My chicken adventures began with taking care of my neighbor’s chicken when she went on vacation. I would release them from their coop in the morning, ensure there was sufficient food and water, and through various stratagems get them back in their coop late afternoon. My neighbor provided the food and I kept the eggs as reward.
My barn came with an old coop on the side. Both were damaged when, during a storm, an adjacent tree somehow managed to relocate itself on the barn roof. I removed the tree with tractor and chains and repaired the damage.
The inside of the coop had been gutted so I installed an interior partition for the chicken – you can see a recycled white door forming part of the partition. Also I located in Georgia a nesting box fabricator and visited and purchased from him the 6 hole nesting box seen mounted on the partition wall. As shown, the coop is fully enclosed and has a small exercise courtyard beyond the partition – sounds like a prison but the inmates are sequestered only during the night and, I like to believe, are happy with their lot.
I erected a fence adjoining the coop for their day exercise yard. If you look at subsequent posts you will see how I fastened criss-crossing yellow rope to the tops of the fence posts to deter aerial predators.

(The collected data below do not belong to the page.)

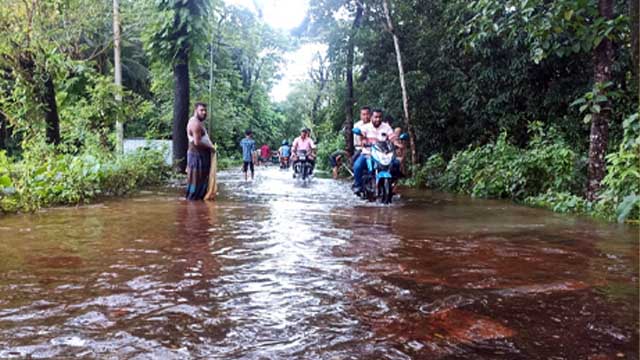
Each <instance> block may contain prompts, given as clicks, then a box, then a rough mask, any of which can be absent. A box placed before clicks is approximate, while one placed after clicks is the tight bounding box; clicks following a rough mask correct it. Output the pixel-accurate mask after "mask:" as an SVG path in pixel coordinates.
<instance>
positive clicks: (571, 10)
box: [564, 10, 573, 21]
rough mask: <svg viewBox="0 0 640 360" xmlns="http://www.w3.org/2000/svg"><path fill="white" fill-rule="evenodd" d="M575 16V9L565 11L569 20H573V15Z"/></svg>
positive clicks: (564, 17) (564, 16)
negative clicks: (574, 12) (574, 13)
mask: <svg viewBox="0 0 640 360" xmlns="http://www.w3.org/2000/svg"><path fill="white" fill-rule="evenodd" d="M572 16H573V10H568V11H565V12H564V19H565V20H567V21H569V20H571V17H572Z"/></svg>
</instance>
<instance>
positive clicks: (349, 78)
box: [342, 0, 364, 153]
mask: <svg viewBox="0 0 640 360" xmlns="http://www.w3.org/2000/svg"><path fill="white" fill-rule="evenodd" d="M363 11H364V9H363V7H362V3H361V2H360V1H358V0H356V11H355V15H354V17H353V24H352V25H351V31H350V33H349V38H348V40H347V64H346V69H345V71H346V78H347V86H346V88H345V92H346V96H345V103H344V115H345V119H344V123H343V125H342V129H343V132H344V143H345V147H346V148H347V151H349V152H350V153H353V150H354V148H353V134H352V133H351V132H352V131H353V103H354V102H355V99H354V95H353V61H354V52H355V36H356V33H357V31H358V28H359V27H360V23H361V21H362V13H363Z"/></svg>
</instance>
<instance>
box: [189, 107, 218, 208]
mask: <svg viewBox="0 0 640 360" xmlns="http://www.w3.org/2000/svg"><path fill="white" fill-rule="evenodd" d="M206 118H207V105H206V104H204V103H201V102H198V103H196V105H195V110H194V113H193V116H192V117H191V118H190V119H189V122H188V123H187V137H188V138H189V148H188V149H187V191H186V195H185V196H186V198H187V200H202V199H204V196H205V195H206V193H207V185H208V184H209V172H210V171H211V152H212V151H213V144H212V143H211V139H209V135H208V134H207V130H206V129H205V128H204V125H203V123H204V121H205V120H206Z"/></svg>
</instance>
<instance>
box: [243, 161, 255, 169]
mask: <svg viewBox="0 0 640 360" xmlns="http://www.w3.org/2000/svg"><path fill="white" fill-rule="evenodd" d="M247 168H251V172H253V161H243V163H242V172H247Z"/></svg>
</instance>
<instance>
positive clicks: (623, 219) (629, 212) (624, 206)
mask: <svg viewBox="0 0 640 360" xmlns="http://www.w3.org/2000/svg"><path fill="white" fill-rule="evenodd" d="M636 206H640V196H638V195H636V194H631V195H627V196H626V197H625V198H624V199H623V200H622V202H621V203H620V205H618V208H617V209H616V212H617V214H618V222H620V223H621V222H624V221H625V220H626V219H627V217H629V214H631V211H633V208H634V207H636Z"/></svg>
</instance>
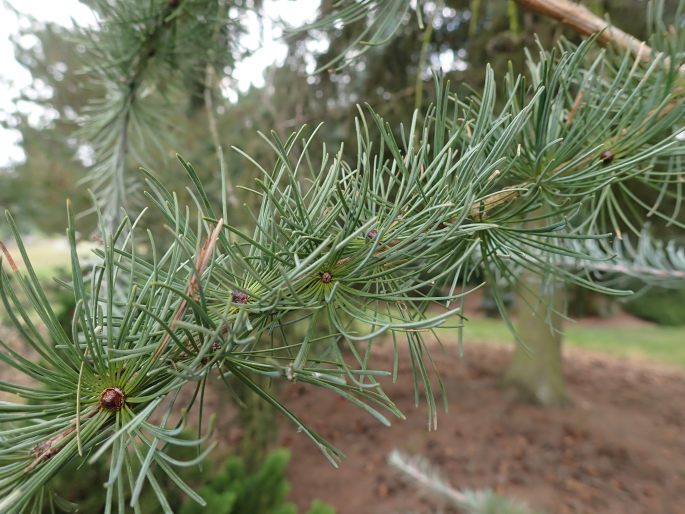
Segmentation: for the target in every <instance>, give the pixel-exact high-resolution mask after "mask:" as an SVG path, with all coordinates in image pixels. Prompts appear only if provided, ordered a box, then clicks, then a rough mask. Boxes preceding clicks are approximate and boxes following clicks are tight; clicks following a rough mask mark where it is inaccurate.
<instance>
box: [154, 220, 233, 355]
mask: <svg viewBox="0 0 685 514" xmlns="http://www.w3.org/2000/svg"><path fill="white" fill-rule="evenodd" d="M223 228H224V219H223V218H221V219H220V220H219V221H218V222H217V224H216V227H215V228H214V230H212V232H211V234H209V236H208V237H207V240H206V241H205V244H204V245H203V246H202V248H201V249H200V252H199V253H198V255H197V262H196V264H195V270H196V272H195V273H193V276H192V277H191V278H190V280H189V281H188V287H187V288H186V294H187V295H188V296H193V295H194V294H195V292H196V291H197V279H198V277H199V276H200V275H202V273H204V271H205V270H206V269H207V266H208V265H209V261H210V259H211V258H212V254H213V253H214V248H215V247H216V242H217V240H218V239H219V234H221V230H222V229H223ZM187 307H188V302H187V300H186V299H185V298H184V299H183V300H182V301H181V303H180V304H179V306H178V309H176V313H175V314H174V317H173V318H172V320H171V324H170V325H169V326H170V328H171V329H173V328H174V325H175V324H176V322H177V321H179V320H180V319H181V318H182V317H183V314H184V313H185V311H186V308H187ZM169 339H171V334H170V333H169V332H167V333H166V335H165V336H164V339H162V342H161V343H159V347H158V348H157V350H156V351H155V353H154V355H153V356H152V359H153V360H156V359H157V358H159V356H160V355H161V354H162V352H163V351H164V349H165V348H166V345H167V344H168V343H169Z"/></svg>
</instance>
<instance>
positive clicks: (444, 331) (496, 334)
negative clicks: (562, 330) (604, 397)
mask: <svg viewBox="0 0 685 514" xmlns="http://www.w3.org/2000/svg"><path fill="white" fill-rule="evenodd" d="M445 330H446V329H441V330H440V331H439V333H440V335H441V336H443V335H444V336H446V338H447V337H448V332H446V331H445ZM449 334H454V329H451V330H450V331H449ZM564 335H565V337H564V343H565V344H568V345H569V346H571V347H575V348H583V349H587V350H592V351H597V352H604V353H608V354H611V355H617V356H621V357H631V358H638V359H647V360H651V361H656V362H660V363H665V364H671V365H674V366H680V367H683V368H685V327H683V326H681V327H664V326H659V325H645V326H635V325H632V326H625V327H622V326H620V325H618V324H615V325H612V326H589V325H586V324H583V323H582V322H575V323H574V322H568V323H566V327H565V331H564ZM464 341H465V342H468V341H489V342H502V343H509V344H512V343H513V341H514V338H513V337H512V336H511V334H510V333H509V331H508V329H507V326H506V325H505V323H504V322H503V321H501V320H497V319H488V318H473V319H470V320H468V321H467V322H466V326H465V327H464Z"/></svg>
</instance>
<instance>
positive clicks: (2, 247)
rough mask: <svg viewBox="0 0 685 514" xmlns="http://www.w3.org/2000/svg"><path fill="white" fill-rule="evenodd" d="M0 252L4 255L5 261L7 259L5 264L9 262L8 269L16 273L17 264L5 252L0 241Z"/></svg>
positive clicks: (10, 256)
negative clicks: (11, 268)
mask: <svg viewBox="0 0 685 514" xmlns="http://www.w3.org/2000/svg"><path fill="white" fill-rule="evenodd" d="M0 250H2V253H3V254H4V255H5V259H7V262H9V264H10V268H12V271H13V272H15V273H16V272H17V271H19V268H18V267H17V264H16V263H15V262H14V259H12V256H11V255H10V252H9V250H7V247H6V246H5V243H3V242H2V241H0Z"/></svg>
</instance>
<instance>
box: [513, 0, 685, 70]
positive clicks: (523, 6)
mask: <svg viewBox="0 0 685 514" xmlns="http://www.w3.org/2000/svg"><path fill="white" fill-rule="evenodd" d="M516 3H517V4H519V5H520V6H522V7H524V8H525V9H528V10H530V11H534V12H536V13H539V14H542V15H543V16H547V17H549V18H552V19H555V20H557V21H559V22H560V23H562V24H563V25H566V26H567V27H569V28H571V29H573V30H575V31H576V32H577V33H579V34H581V35H583V36H591V35H593V34H597V42H598V43H600V44H601V45H604V46H610V45H614V46H617V47H619V48H623V49H625V50H628V51H630V52H631V53H632V54H633V55H635V57H637V58H638V59H640V60H641V61H643V62H648V61H650V60H652V59H653V58H654V55H655V53H656V52H654V50H653V49H652V48H651V47H650V46H649V45H647V44H646V43H645V42H644V41H641V40H640V39H638V38H636V37H635V36H633V35H631V34H628V33H627V32H624V31H622V30H621V29H619V28H618V27H614V26H613V25H611V24H609V23H608V22H607V21H606V20H604V19H602V18H600V17H599V16H597V15H596V14H594V13H592V12H591V11H590V10H589V9H587V8H586V7H585V6H583V5H580V4H576V3H573V2H571V1H569V0H516ZM679 71H680V73H681V74H685V64H683V65H681V66H680V69H679Z"/></svg>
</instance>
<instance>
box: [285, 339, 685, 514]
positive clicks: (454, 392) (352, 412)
mask: <svg viewBox="0 0 685 514" xmlns="http://www.w3.org/2000/svg"><path fill="white" fill-rule="evenodd" d="M432 354H433V357H434V359H435V361H436V363H437V366H438V368H439V370H440V372H441V375H442V377H443V380H444V382H445V385H446V388H447V391H448V397H449V408H450V412H449V414H444V413H442V414H441V416H440V417H439V422H438V429H437V431H434V432H428V431H427V429H426V426H427V418H426V416H427V414H426V407H425V405H422V406H420V407H419V408H415V407H414V397H413V390H412V387H411V385H410V384H411V371H410V364H409V362H408V356H407V354H406V352H405V353H404V354H403V355H402V358H401V361H400V364H401V369H400V378H399V380H398V382H397V384H392V383H388V384H386V391H387V393H388V394H389V396H390V397H391V398H392V399H393V400H394V401H395V402H396V404H397V405H398V406H399V407H400V408H401V410H402V411H403V412H404V413H405V414H406V416H407V419H406V420H405V421H400V420H398V421H396V422H394V423H393V426H392V427H390V428H386V427H383V426H382V425H380V424H379V423H378V422H377V421H376V420H375V419H374V418H372V417H371V416H369V415H368V414H366V413H365V412H363V411H361V410H360V409H358V408H356V407H354V406H353V405H351V404H349V403H347V402H346V401H344V400H343V399H340V398H338V397H334V396H331V395H330V393H327V392H326V391H322V390H315V389H313V388H308V387H305V386H302V385H297V384H295V385H292V386H290V387H289V388H287V389H286V390H285V392H284V395H285V398H284V399H285V402H286V404H287V405H288V406H289V407H291V408H292V409H293V410H294V411H295V412H297V413H298V414H300V415H301V417H302V418H303V419H304V420H305V421H306V422H308V423H310V424H311V425H312V426H313V427H314V428H315V429H316V430H317V431H318V432H319V433H321V434H322V435H323V436H325V437H326V438H327V439H328V440H330V441H331V442H333V443H334V444H335V445H336V446H337V447H339V448H340V449H341V450H343V451H344V452H345V454H346V456H347V458H346V460H345V461H344V462H343V463H342V465H341V466H340V468H339V469H337V470H336V469H334V468H333V467H332V466H331V465H330V464H328V462H327V461H326V460H325V459H324V457H323V456H322V455H321V454H320V453H319V452H318V450H317V449H316V448H315V447H314V446H313V445H312V444H311V443H310V442H309V440H308V439H307V437H306V436H305V435H304V434H302V433H298V432H297V431H296V430H295V429H294V428H293V427H291V426H288V425H286V424H285V423H284V424H283V427H282V429H281V437H280V443H281V444H282V445H284V446H287V447H289V448H290V449H291V450H292V454H293V458H292V462H291V466H290V471H289V478H290V480H291V482H292V493H291V497H292V498H293V499H294V501H295V502H296V503H298V505H299V506H300V508H301V509H302V510H303V511H306V507H307V506H308V505H309V504H310V502H311V501H312V500H313V499H314V498H319V499H321V500H324V501H326V502H328V503H331V504H333V505H334V506H335V507H336V508H337V512H338V514H359V513H361V514H367V513H368V514H391V513H392V514H402V513H408V512H415V513H421V514H423V513H432V512H436V511H437V508H439V507H440V504H439V503H438V501H437V499H436V498H434V497H433V498H431V497H429V496H426V495H424V494H423V493H421V492H420V491H418V490H417V489H416V488H414V487H413V486H411V485H409V484H407V483H406V482H404V481H403V480H402V479H401V478H400V477H399V476H398V474H397V472H395V471H393V470H392V469H390V468H389V466H388V465H387V464H386V459H387V457H388V455H389V453H390V452H391V451H392V450H393V449H395V448H397V449H401V450H403V451H404V452H406V453H409V454H414V455H416V454H418V455H422V456H425V457H427V458H428V459H430V461H432V462H433V464H435V465H436V466H438V467H439V468H440V469H441V470H442V473H443V476H444V477H445V478H447V479H448V480H449V482H450V483H451V484H452V485H454V486H456V487H458V488H491V489H495V490H496V491H499V492H502V493H504V494H507V495H511V496H513V497H516V498H518V499H521V500H524V501H526V502H528V503H529V504H530V505H531V506H532V507H535V508H537V509H541V510H543V511H545V512H548V513H550V514H551V513H554V514H565V513H588V514H590V513H617V514H619V513H620V514H633V513H634V514H638V513H640V514H643V513H644V514H646V513H650V514H678V513H685V373H683V372H682V370H678V369H669V368H666V367H664V366H657V365H654V364H647V363H642V362H636V361H629V360H620V359H616V358H612V357H607V356H604V355H598V354H590V353H588V352H585V351H583V352H578V351H567V353H566V357H567V359H566V375H567V379H568V384H569V390H570V395H571V398H572V400H573V403H572V405H571V406H569V407H565V408H559V409H542V408H539V407H535V406H532V405H525V404H521V403H520V402H518V401H517V400H516V399H515V398H514V397H513V396H512V395H511V394H510V393H508V392H507V391H506V390H503V389H501V388H500V386H499V377H500V376H501V374H502V371H503V370H504V368H505V367H506V364H507V362H508V358H509V354H508V351H507V350H505V349H503V348H502V346H501V345H499V346H496V347H495V346H493V345H488V344H483V343H478V344H471V345H466V355H465V358H464V359H459V357H458V356H457V355H456V351H455V350H454V348H451V349H447V350H440V349H439V348H437V347H436V348H433V350H432ZM376 358H377V363H376V366H378V367H381V366H385V369H389V368H390V367H391V365H392V364H391V354H390V351H389V348H379V350H378V351H377V354H376Z"/></svg>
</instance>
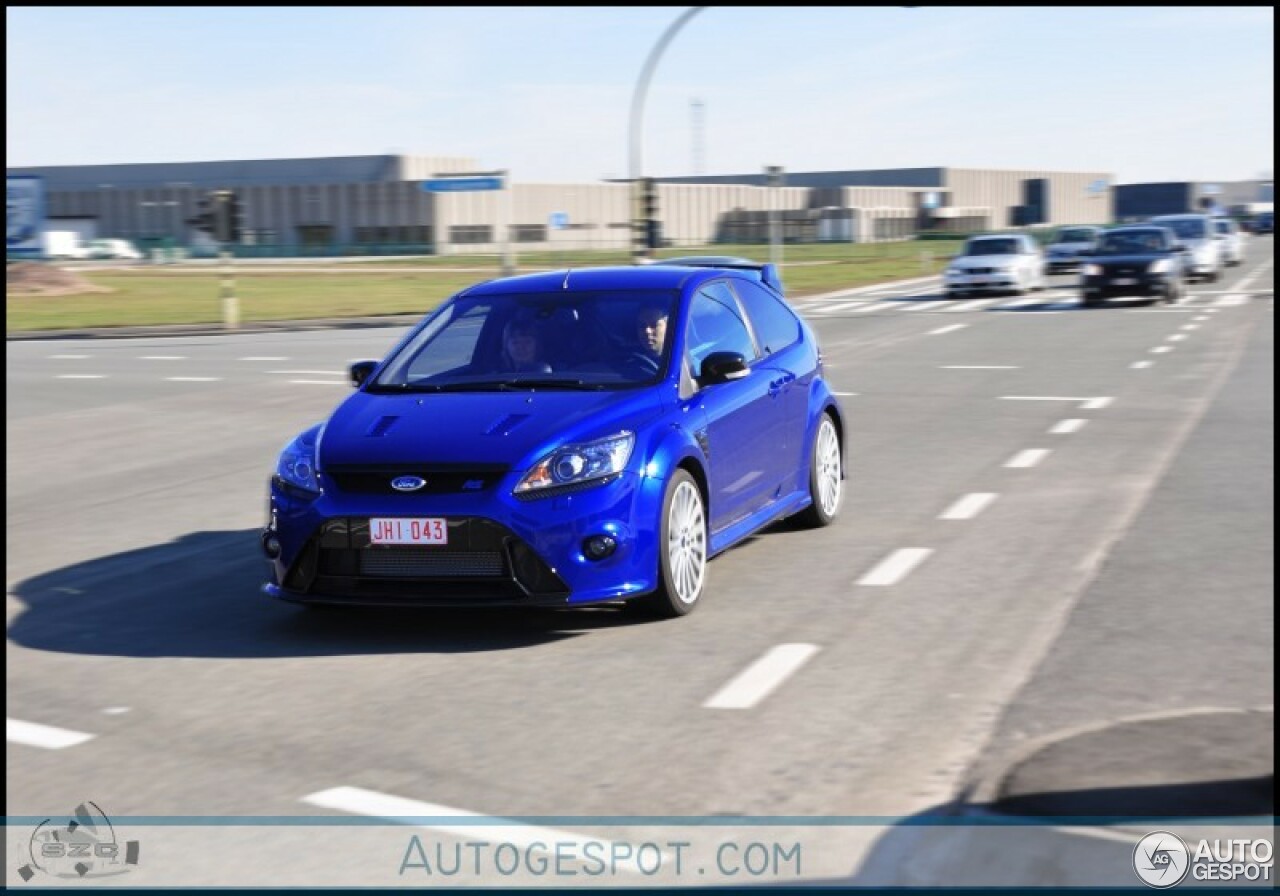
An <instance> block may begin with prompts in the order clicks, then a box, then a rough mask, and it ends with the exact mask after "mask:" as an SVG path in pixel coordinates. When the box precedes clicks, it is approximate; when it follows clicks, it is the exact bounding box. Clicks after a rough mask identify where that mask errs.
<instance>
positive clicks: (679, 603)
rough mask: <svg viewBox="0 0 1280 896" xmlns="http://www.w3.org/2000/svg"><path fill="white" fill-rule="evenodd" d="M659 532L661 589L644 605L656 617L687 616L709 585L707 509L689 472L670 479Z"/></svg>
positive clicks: (662, 503)
mask: <svg viewBox="0 0 1280 896" xmlns="http://www.w3.org/2000/svg"><path fill="white" fill-rule="evenodd" d="M658 531H659V539H658V589H657V590H655V591H654V593H653V594H649V595H645V596H644V598H641V599H640V604H641V605H643V607H644V608H645V609H648V611H649V612H652V613H653V614H655V616H662V617H667V618H671V617H676V616H687V614H689V613H692V612H694V608H696V607H698V600H699V599H700V598H701V596H703V590H704V589H705V585H707V508H705V504H704V502H703V493H701V492H700V490H699V488H698V483H696V481H695V480H694V477H692V476H691V475H689V471H687V470H676V472H675V474H672V476H671V479H669V480H667V492H666V493H664V495H663V499H662V522H660V525H659V526H658Z"/></svg>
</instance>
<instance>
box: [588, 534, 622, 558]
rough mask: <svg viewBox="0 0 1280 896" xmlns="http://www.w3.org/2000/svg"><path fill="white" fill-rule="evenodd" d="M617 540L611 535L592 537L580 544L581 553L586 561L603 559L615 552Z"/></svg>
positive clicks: (617, 544)
mask: <svg viewBox="0 0 1280 896" xmlns="http://www.w3.org/2000/svg"><path fill="white" fill-rule="evenodd" d="M617 547H618V540H617V539H616V538H613V536H612V535H593V536H591V538H589V539H586V540H585V541H584V543H582V553H584V554H586V557H588V559H604V558H605V557H608V556H609V554H612V553H613V552H614V550H617Z"/></svg>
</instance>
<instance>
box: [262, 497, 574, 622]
mask: <svg viewBox="0 0 1280 896" xmlns="http://www.w3.org/2000/svg"><path fill="white" fill-rule="evenodd" d="M445 525H447V527H448V545H442V547H401V545H396V547H390V545H375V544H371V543H370V538H369V518H367V517H335V518H332V520H328V521H325V522H324V524H323V525H321V526H320V529H319V530H317V531H316V532H315V534H314V535H312V536H311V539H308V541H307V544H306V547H305V548H303V549H302V552H301V553H300V556H298V559H296V561H294V563H293V566H292V568H291V570H289V571H288V573H287V576H285V579H284V586H285V588H287V589H289V590H292V591H298V593H300V594H306V595H308V596H314V598H323V599H324V598H333V599H334V600H353V602H360V600H375V602H392V603H417V604H442V605H443V604H457V603H460V602H461V603H471V602H481V603H483V602H486V600H489V602H504V603H512V602H515V603H520V602H522V600H525V599H529V598H558V596H567V595H568V586H567V585H566V584H564V581H563V580H562V579H561V577H559V576H557V575H556V573H554V572H553V571H552V570H550V567H548V566H547V563H545V562H543V559H541V558H540V557H539V556H538V554H536V553H535V552H534V550H532V549H531V548H530V547H529V545H527V544H525V541H524V540H521V539H520V536H517V535H516V534H515V532H513V531H511V530H509V529H507V527H506V526H503V525H500V524H497V522H494V521H493V520H485V518H481V517H448V518H447V524H445Z"/></svg>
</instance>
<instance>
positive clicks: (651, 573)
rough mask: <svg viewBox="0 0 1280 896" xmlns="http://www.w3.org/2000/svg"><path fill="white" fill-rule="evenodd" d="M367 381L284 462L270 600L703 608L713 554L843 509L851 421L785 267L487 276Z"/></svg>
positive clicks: (631, 270)
mask: <svg viewBox="0 0 1280 896" xmlns="http://www.w3.org/2000/svg"><path fill="white" fill-rule="evenodd" d="M351 379H352V381H353V383H355V385H356V392H355V393H353V394H351V396H349V397H348V398H347V399H346V401H343V402H342V403H340V404H339V406H338V407H337V408H335V410H334V412H333V413H332V415H330V417H329V419H328V420H326V421H324V422H321V424H319V425H316V426H312V428H310V429H307V430H306V431H303V433H301V434H298V435H297V436H296V438H294V439H293V440H292V442H289V443H288V445H285V448H284V451H283V452H282V453H280V456H279V460H278V462H276V467H275V475H273V476H271V481H270V499H269V511H268V524H266V527H265V529H264V531H262V549H264V552H265V553H266V556H268V558H269V561H270V566H271V577H270V581H269V582H268V584H266V585H265V586H264V590H265V591H266V593H268V594H270V595H274V596H278V598H282V599H285V600H292V602H297V603H320V604H426V605H454V607H456V605H472V607H476V605H539V607H579V605H588V604H598V603H612V602H620V600H626V602H635V603H636V604H640V605H643V607H644V608H646V609H649V611H652V612H654V613H657V614H660V616H682V614H685V613H689V612H690V611H692V609H694V608H695V607H696V605H698V603H699V600H700V599H701V596H703V593H704V590H705V586H707V575H708V567H707V563H708V559H709V558H710V557H713V556H714V554H717V553H719V552H722V550H724V549H727V548H730V547H732V545H733V544H735V543H737V541H741V540H742V539H745V538H748V536H749V535H751V534H753V532H755V531H758V530H760V529H763V527H764V526H767V525H769V524H772V522H774V521H777V520H781V518H783V517H788V516H794V515H804V517H805V518H806V521H808V522H809V524H812V525H814V526H824V525H828V524H831V522H832V521H833V520H835V518H836V515H837V512H838V509H840V502H841V495H842V486H844V477H845V466H844V442H845V430H846V421H845V416H844V412H842V410H841V407H840V403H838V402H837V401H836V397H835V394H833V393H832V390H831V387H829V384H828V383H827V380H826V378H824V375H823V362H822V353H820V352H819V349H818V344H817V340H815V338H814V334H813V332H812V330H810V329H809V326H808V325H806V324H805V323H804V321H803V320H801V319H800V317H799V316H797V315H796V314H795V312H794V311H792V310H791V307H790V306H788V305H787V303H786V301H785V300H783V297H782V287H781V282H780V279H778V276H777V270H776V269H774V266H773V265H759V264H754V262H750V261H744V260H740V259H722V257H696V259H677V260H671V261H663V262H660V264H654V265H641V266H628V268H596V269H581V270H561V271H553V273H540V274H527V275H521V276H511V278H503V279H497V280H490V282H486V283H481V284H477V285H474V287H470V288H467V289H463V291H462V292H460V293H458V294H456V296H453V297H452V298H451V300H449V301H447V302H445V303H444V305H442V306H440V307H439V308H436V310H435V311H434V312H431V314H430V315H428V316H426V317H425V319H424V320H422V321H421V323H420V324H419V325H416V326H415V328H413V329H412V330H411V332H410V333H408V334H407V335H406V337H404V338H403V339H402V340H401V342H399V344H398V346H396V347H394V348H393V349H392V351H390V353H389V355H388V356H387V357H385V358H383V360H381V361H361V362H357V364H353V365H352V366H351Z"/></svg>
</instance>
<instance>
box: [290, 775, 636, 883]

After hosting my neighbor’s 6 chicken for 2 weeks without incident, and receiving an average of 4 eggs a day, I took the plunge and acquired 8 week old chicks – 2 Buff Orpington (one of which is a rooster), 2 Speckled Sussex, 2 New Jersey Giants and 2 Golden Comets -see the Comets below. Initially the group ostracized the Comets and I had to provide a separate feeding tray for the Comets but, as the Comets have grown and since they are smart and quick, the group has accepted them. Egg bearing and early morning rooster calls are still some weeks away.